Nefret söylemi: İfade özgürlüğü mü, hakaret mi?
Duisburg'lu yerel siyasetçi Bekir Sipahi, Yeşiller Partisi lideri Cem Özdemir'e twitter üzerinden hakaret etti. Kendisini Almanya'nın adaletsizliğinin bir kurbanı olarak görüyor.
Bekir Sipahi, 21 Ağustos'tan beri Twitter sayfasından defalarca „Cem Özdemir bir hayvan benzetmesini kendi şahsına yapılmış bir hakaret olarak görmekte. Eleştiren kişiyi mahkemeye verdi ve bu kişi 30 gün hapis cezası aldı“ diye bir paylaşımda bulunuyor.
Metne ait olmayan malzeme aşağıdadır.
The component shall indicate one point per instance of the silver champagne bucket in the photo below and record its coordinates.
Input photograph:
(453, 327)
Sipahi, küçük bir yerel siyasi parti olan DSP'nin başkanı (Duisburg Sosyal Politik) ve aynı zamanda uyum meclisi üyesi. Sipahi, #freebekir hashtag'iyle kendi davasını gözler önüne sermenin derdinde.
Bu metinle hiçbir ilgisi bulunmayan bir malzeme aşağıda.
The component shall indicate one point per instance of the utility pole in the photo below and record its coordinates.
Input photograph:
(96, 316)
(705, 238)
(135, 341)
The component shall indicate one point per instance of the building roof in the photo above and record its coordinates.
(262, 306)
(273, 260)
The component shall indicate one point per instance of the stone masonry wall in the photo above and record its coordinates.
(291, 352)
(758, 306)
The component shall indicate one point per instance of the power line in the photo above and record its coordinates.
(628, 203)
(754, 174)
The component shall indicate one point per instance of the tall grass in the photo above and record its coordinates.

Yerel mahkemenin verdiği kararnameyi de twitter üzerinden paylaşan Sipahi, Duisburg Savcılığı'nın kendisine 2.100 € miktarında bir para cezası verdiğini ve ödemediği takdirde bunun 30 günlük bir hapis cezasına dönüşeceğini belirtiyor.
Bu kararın yasal temeli ise Alman Ceza Kanunu'nun §185 (hakaret) ve §194 (makam sahibine yapılan hakaretle ilgili kovuşturma) maddelerine dayanıyor.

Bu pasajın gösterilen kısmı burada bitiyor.